Nicholson, having the second largest amount of shares of 117,000 has a great deal of
bargaining power as well. Their concern is that they will be acquired by Cooper, as Nicholson is
more comfortable with VLN as the acquiring company. With that said, Nicholson is supporting
VLN in this deal despite what Cooper Industries can bring to their company.
Lastly, we have the speculators and the shares that are unaccounted for which amounts to
247,000 shares. We believe their main concern would be having the greatest return on their
investment. Of course that would mean that Cooper would be acquiring Nicholson. In terms of
bargaining power, they are also quite high as they are going to be the deciding factor in whether
or not Cooper will acquire Nicholson. The shares they control are what Cooper needs to have
the majority vote. The amount needed from this group would be a total of 86,584 shares.

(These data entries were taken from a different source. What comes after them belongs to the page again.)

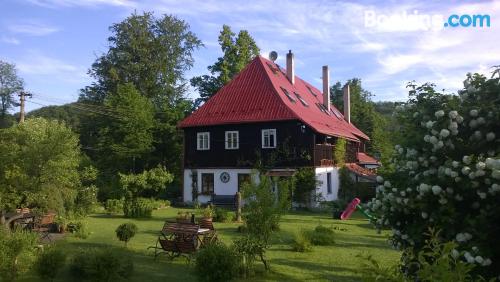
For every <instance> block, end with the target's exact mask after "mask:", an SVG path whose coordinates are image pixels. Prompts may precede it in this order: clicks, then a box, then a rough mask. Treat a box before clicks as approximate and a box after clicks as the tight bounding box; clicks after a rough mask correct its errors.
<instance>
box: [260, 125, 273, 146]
mask: <svg viewBox="0 0 500 282" xmlns="http://www.w3.org/2000/svg"><path fill="white" fill-rule="evenodd" d="M262 148H264V149H265V148H276V129H262Z"/></svg>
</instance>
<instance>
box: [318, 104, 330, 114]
mask: <svg viewBox="0 0 500 282" xmlns="http://www.w3.org/2000/svg"><path fill="white" fill-rule="evenodd" d="M316 106H318V109H319V110H320V111H322V112H323V113H325V114H327V115H330V113H329V112H328V109H327V108H326V107H325V105H323V104H321V103H316Z"/></svg>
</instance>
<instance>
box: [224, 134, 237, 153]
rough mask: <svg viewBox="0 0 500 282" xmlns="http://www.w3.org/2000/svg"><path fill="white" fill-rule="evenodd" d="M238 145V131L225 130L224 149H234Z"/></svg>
mask: <svg viewBox="0 0 500 282" xmlns="http://www.w3.org/2000/svg"><path fill="white" fill-rule="evenodd" d="M239 147H240V138H239V133H238V131H226V150H234V149H238V148H239Z"/></svg>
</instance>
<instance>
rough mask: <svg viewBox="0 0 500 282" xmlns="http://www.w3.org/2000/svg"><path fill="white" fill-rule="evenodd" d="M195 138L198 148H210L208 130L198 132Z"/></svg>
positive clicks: (205, 148)
mask: <svg viewBox="0 0 500 282" xmlns="http://www.w3.org/2000/svg"><path fill="white" fill-rule="evenodd" d="M196 140H197V142H196V147H197V148H198V150H210V132H198V134H197V138H196Z"/></svg>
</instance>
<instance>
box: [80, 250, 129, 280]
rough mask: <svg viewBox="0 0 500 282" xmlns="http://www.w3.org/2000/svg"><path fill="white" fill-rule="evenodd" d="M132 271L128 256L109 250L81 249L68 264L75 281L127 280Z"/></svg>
mask: <svg viewBox="0 0 500 282" xmlns="http://www.w3.org/2000/svg"><path fill="white" fill-rule="evenodd" d="M133 271H134V265H133V262H132V260H131V259H130V256H126V255H123V254H122V253H120V252H117V251H115V250H112V249H109V248H90V249H85V250H83V249H82V250H80V251H79V252H78V253H77V254H76V255H75V256H74V257H73V259H72V260H71V264H70V273H71V275H72V276H73V278H75V279H77V280H90V281H103V282H104V281H114V280H120V279H128V278H129V277H130V275H132V273H133Z"/></svg>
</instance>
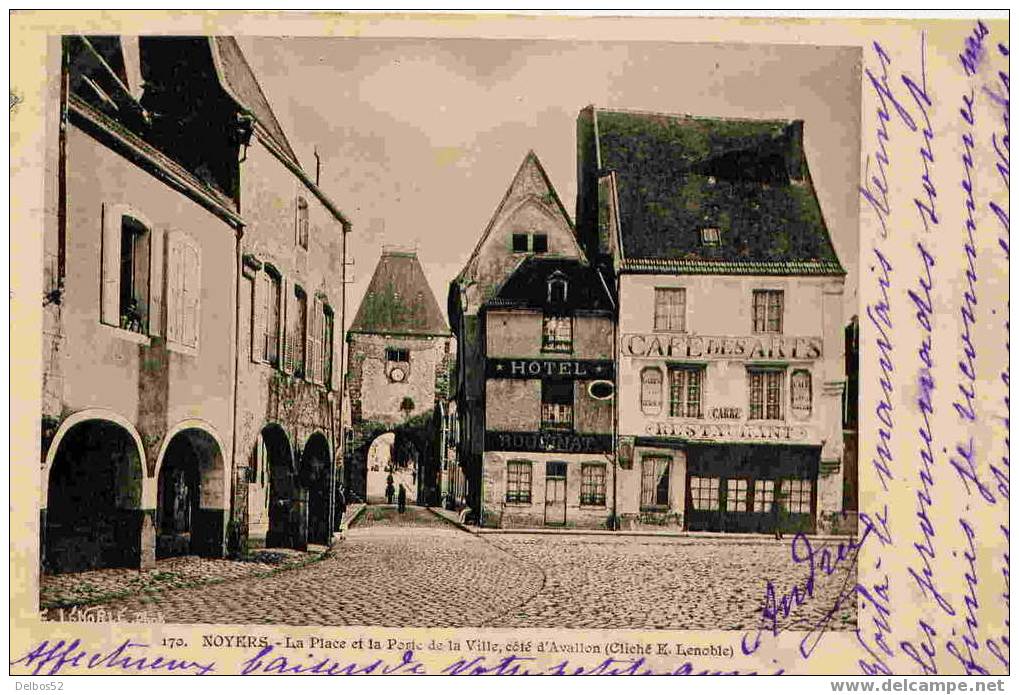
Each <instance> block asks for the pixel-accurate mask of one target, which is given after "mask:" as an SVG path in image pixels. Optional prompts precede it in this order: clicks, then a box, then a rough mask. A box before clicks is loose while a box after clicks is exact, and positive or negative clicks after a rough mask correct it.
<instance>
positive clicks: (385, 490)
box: [344, 250, 457, 505]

If Cooper wishes to acquire 80% of the outstanding shares, they would actually only need
438,200 shares as they already own 29,000 shares. We believe this should be funded through an
issuance of common stock to current stakeholders of Nicholson. With a price offer of $52, and a
current stock price of $24, we calculated that the exchange ratio would be 2.1666667 Cooper

shares for 1 Nicholson share. To control an 80% stake in Nicholson, Cooper would have to issue
949,433.33 new shares. (Please see attached for calculations)
To conclude this analysis, we believe that the offer of $52 should suffice in satisfying all
parties involved. Due to the amount of synergy that would be created as listed above, this offer
would be too good to pass for Nicholson. Of course, this offer would be paid by issuing new
common stock in exchange for Nicholsons shares.